Chapter 5
The coffee was dark and rich and each sip restored a little of his soul as Theo waited for Elisaveta to pack.
Her flat was small and a little shabby but it had something his own, expensively furnished apartment overlooking the Thames didn’t – it felt like home. Each piece of furniture was old and well-loved, from the melamine table in the kitchen to the lovingly crocheted throw over the back of the patched sofa. Nothing matched, there was no theme to the décor and the paper was peeling off the walls, but it was clean and bright and happy.
Pictures dotted every bit of wall space; Elisaveta as a baby, as a chubby, round-faced toddler, a solemn-faced girl in school uniform. A small Elisaveta with a stunningly beautiful, dark-haired woman who could only be her mother and a tall, skinny man whose grin radiated love and pride.
Theo picked up one of the most recent ones, Elisaveta with her arms around her frail-looking mother. He frowned. She never mentioned her parents. In fact, although she was pretty chatty, she didn’t talk about anything personal at all.
‘I know, I know.’ Elisaveta walked back into the sitting room, her hair still wet from the shower but otherwise looking as businesslike as she did every day in a black trouser-suit and a jewel-coloured shirt. ‘Pictures of me everywhere, I keep meaning to take them all down but Mama loved them so much, she told me the story about each one over and over until I don’t know what’s actually memory and what is just story.’
‘Loved?’
Her face twisted with a familiar pain. ‘Three years ago. Cancer.’
‘I’m sorry.’
‘Thank you.’ She paused. ‘Theo. Can I ask you something?’

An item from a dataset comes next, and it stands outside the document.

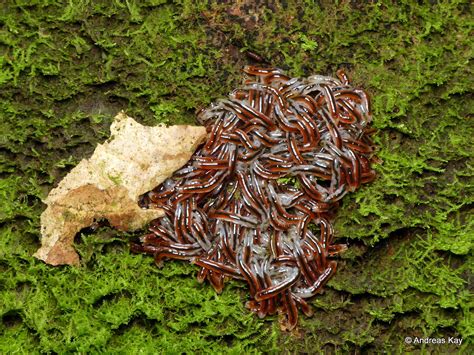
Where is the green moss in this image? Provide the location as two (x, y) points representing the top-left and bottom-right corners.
(0, 0), (472, 353)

‘You can ask. I can’t promise to answer.’
‘It’s a little personal.’
‘Elisaveta, last night I discovered you know all the words to every single eighties rock ballad. I don’t think it gets more personal than that.’
She didn’t smile. ‘Do you want to get married?’
The question was no surprise. After all, he asked himself the same one every day. All he could do was give her the same answer. ‘My father died knowing the title, the estate were in safe hands, that I would soon have an heir of my own. Madeleine knows and loves Flintock Hall, she knows what’s expected of a countess and she was a great support to my mother when my father was so ill. Marrying her is a sensible decision.’
The first decision he’d made his parents approved of. No matter how popular his brand, how successful he was, they still would have preferred for him to have gone to university, worked in the City and dedicated his life to Flintock Hall. But when he’d announced his engagement to Madeleine they’d finally been proud.
‘Do you love her?’
‘That doesn’t matter. I gave her my word. I asked her in good faith. I can’t go back on it now. It would be dishonourable.’ He couldn’t throw his honour away because of an attraction, because of a kiss.
No matter how unforgettable that kiss may have been. He had to forget about it. He had no choice.